Another private firm, Community Choice Partners, is also interested in putting together a program for the local region. Anticipating profits, this company would initially take the financial risk, like California Clean Power, but would turn over management to the local entity after a few years, according to Winkler. Community Choice Partners is "much more amenable" to developing in-county, or in-city renewable resources than the Clean Power, he added. California Clean Power intended to act more like an electricity broker, with the municipality reduced to a "passive" position, Winkler added.
In a less-passive position, municipalities would have more authority over what to do with any proceeds from creating a Community Choice program, which aims to give customers more say in where their power comes from. That could result in investment in solar, wind and even biomass infrastructure in the county, as well as in efficiency and conservation efforts.
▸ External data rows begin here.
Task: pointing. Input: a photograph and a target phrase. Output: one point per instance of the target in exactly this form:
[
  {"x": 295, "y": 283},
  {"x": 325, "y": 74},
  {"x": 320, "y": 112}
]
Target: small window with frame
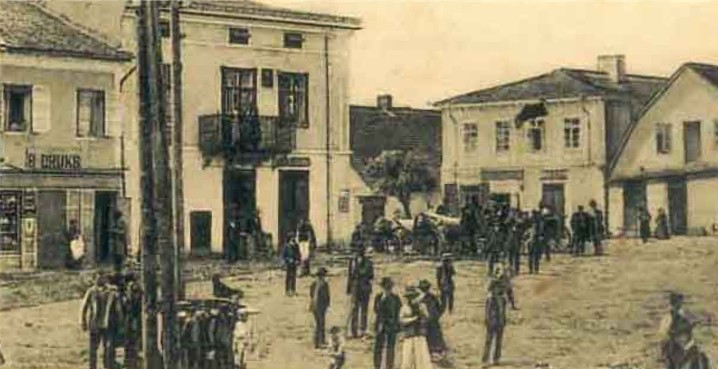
[
  {"x": 18, "y": 108},
  {"x": 239, "y": 36},
  {"x": 293, "y": 40}
]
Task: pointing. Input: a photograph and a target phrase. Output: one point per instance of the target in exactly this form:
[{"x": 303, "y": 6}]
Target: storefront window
[{"x": 10, "y": 221}]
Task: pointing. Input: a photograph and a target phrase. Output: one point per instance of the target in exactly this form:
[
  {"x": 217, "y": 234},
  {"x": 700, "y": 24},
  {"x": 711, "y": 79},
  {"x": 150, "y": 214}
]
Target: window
[
  {"x": 535, "y": 135},
  {"x": 18, "y": 111},
  {"x": 663, "y": 138},
  {"x": 164, "y": 27},
  {"x": 572, "y": 133},
  {"x": 293, "y": 40},
  {"x": 293, "y": 98},
  {"x": 90, "y": 113},
  {"x": 503, "y": 136},
  {"x": 239, "y": 91},
  {"x": 471, "y": 137},
  {"x": 239, "y": 36}
]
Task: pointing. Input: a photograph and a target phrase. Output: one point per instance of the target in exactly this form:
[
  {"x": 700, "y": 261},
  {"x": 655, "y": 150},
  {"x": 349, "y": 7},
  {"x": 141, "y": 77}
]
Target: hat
[{"x": 411, "y": 292}]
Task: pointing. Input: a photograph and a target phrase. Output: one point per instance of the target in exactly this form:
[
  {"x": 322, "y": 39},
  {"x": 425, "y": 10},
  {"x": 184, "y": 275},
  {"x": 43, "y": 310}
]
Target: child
[{"x": 336, "y": 349}]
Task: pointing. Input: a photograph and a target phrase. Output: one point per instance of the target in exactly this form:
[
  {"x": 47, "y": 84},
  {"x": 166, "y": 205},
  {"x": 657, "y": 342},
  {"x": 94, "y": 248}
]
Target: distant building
[
  {"x": 547, "y": 138},
  {"x": 60, "y": 133},
  {"x": 669, "y": 158},
  {"x": 385, "y": 127}
]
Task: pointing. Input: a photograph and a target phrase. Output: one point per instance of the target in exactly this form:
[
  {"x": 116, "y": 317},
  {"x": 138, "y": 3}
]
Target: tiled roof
[
  {"x": 564, "y": 83},
  {"x": 27, "y": 28},
  {"x": 375, "y": 130},
  {"x": 254, "y": 8}
]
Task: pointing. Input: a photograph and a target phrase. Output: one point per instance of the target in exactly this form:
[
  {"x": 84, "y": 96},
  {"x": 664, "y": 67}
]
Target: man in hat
[
  {"x": 291, "y": 257},
  {"x": 362, "y": 275},
  {"x": 386, "y": 309},
  {"x": 675, "y": 323},
  {"x": 500, "y": 293},
  {"x": 434, "y": 335},
  {"x": 320, "y": 301},
  {"x": 445, "y": 280}
]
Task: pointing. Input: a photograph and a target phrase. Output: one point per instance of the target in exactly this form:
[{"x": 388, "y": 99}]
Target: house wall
[{"x": 583, "y": 178}]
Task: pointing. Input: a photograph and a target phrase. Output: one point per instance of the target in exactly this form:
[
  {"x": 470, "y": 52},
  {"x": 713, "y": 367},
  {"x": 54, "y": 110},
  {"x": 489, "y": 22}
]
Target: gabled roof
[
  {"x": 254, "y": 8},
  {"x": 564, "y": 83},
  {"x": 27, "y": 28},
  {"x": 708, "y": 72}
]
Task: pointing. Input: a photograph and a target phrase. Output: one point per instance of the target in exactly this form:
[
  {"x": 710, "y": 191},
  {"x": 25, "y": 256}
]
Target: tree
[{"x": 401, "y": 174}]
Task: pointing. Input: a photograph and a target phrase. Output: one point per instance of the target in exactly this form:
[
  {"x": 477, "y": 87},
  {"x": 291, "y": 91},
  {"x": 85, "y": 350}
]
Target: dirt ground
[{"x": 588, "y": 312}]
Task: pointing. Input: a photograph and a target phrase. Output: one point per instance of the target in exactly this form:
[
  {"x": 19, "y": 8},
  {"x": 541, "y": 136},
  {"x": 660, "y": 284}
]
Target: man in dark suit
[
  {"x": 291, "y": 257},
  {"x": 362, "y": 276},
  {"x": 320, "y": 300},
  {"x": 386, "y": 309}
]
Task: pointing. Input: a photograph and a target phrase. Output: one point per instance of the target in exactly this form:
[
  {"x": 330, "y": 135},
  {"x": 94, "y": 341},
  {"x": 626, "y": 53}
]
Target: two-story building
[
  {"x": 669, "y": 158},
  {"x": 266, "y": 119},
  {"x": 547, "y": 138},
  {"x": 60, "y": 137}
]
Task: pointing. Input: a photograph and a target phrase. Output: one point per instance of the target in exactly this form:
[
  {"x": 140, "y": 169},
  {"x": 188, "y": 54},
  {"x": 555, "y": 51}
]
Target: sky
[{"x": 423, "y": 51}]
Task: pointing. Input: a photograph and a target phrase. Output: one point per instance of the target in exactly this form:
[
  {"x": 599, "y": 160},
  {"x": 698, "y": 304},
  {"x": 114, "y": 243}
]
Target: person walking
[
  {"x": 95, "y": 315},
  {"x": 500, "y": 294},
  {"x": 320, "y": 300},
  {"x": 413, "y": 318},
  {"x": 291, "y": 257},
  {"x": 362, "y": 278},
  {"x": 387, "y": 306},
  {"x": 644, "y": 224},
  {"x": 445, "y": 280},
  {"x": 434, "y": 334},
  {"x": 663, "y": 230}
]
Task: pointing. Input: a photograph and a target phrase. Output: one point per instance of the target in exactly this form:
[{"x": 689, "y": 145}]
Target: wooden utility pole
[
  {"x": 148, "y": 225},
  {"x": 176, "y": 32},
  {"x": 163, "y": 189}
]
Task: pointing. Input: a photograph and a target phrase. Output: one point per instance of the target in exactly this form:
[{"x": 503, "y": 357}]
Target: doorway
[
  {"x": 293, "y": 201},
  {"x": 200, "y": 236},
  {"x": 105, "y": 203},
  {"x": 692, "y": 141},
  {"x": 634, "y": 197},
  {"x": 553, "y": 195},
  {"x": 677, "y": 205}
]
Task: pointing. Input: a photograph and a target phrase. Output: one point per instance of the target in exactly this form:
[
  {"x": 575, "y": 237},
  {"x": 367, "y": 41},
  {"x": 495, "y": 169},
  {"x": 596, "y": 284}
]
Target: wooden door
[{"x": 677, "y": 205}]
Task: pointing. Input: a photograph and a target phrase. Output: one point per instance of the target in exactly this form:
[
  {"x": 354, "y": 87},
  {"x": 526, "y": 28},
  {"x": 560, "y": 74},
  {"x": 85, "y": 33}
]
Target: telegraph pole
[
  {"x": 163, "y": 189},
  {"x": 176, "y": 34},
  {"x": 149, "y": 252}
]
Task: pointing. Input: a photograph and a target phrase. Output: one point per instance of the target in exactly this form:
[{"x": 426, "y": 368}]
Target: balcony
[{"x": 252, "y": 139}]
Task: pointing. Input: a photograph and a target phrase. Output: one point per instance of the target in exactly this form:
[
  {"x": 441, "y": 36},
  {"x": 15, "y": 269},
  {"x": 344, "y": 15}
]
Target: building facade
[
  {"x": 60, "y": 137},
  {"x": 544, "y": 139},
  {"x": 669, "y": 158},
  {"x": 266, "y": 121}
]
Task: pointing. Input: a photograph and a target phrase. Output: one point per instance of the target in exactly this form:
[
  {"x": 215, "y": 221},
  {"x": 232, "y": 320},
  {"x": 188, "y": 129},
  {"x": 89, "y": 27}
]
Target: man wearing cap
[
  {"x": 434, "y": 335},
  {"x": 387, "y": 306},
  {"x": 445, "y": 280},
  {"x": 320, "y": 301},
  {"x": 362, "y": 276},
  {"x": 675, "y": 323}
]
Participating entities could also choose the percentage of renewable electricity procured, in some cases even trading higher rates for cleaner power.
Even if the authority, the county and Arcata do not adopt Community Choice, getting 50 percent of electricity from renewable sources may soon become state law.
A bill, authored by Senate President Pro Tem Kevin de León (D-Los Angeles), requiring half of California's electricity to be derived from wind, solar or other renewable sources by 2030 passed the senate June 3 with a 24-14 vote. It's now moving through the Assembly with an excellent chance of being signed into law with the governor's support.
J.A. Savage is a freelance journalist living in Trinidad. Former editor of California Current, she's written for the San Francisco Chronicle, the Los Angeles Times and the S.F. Bay Guardian.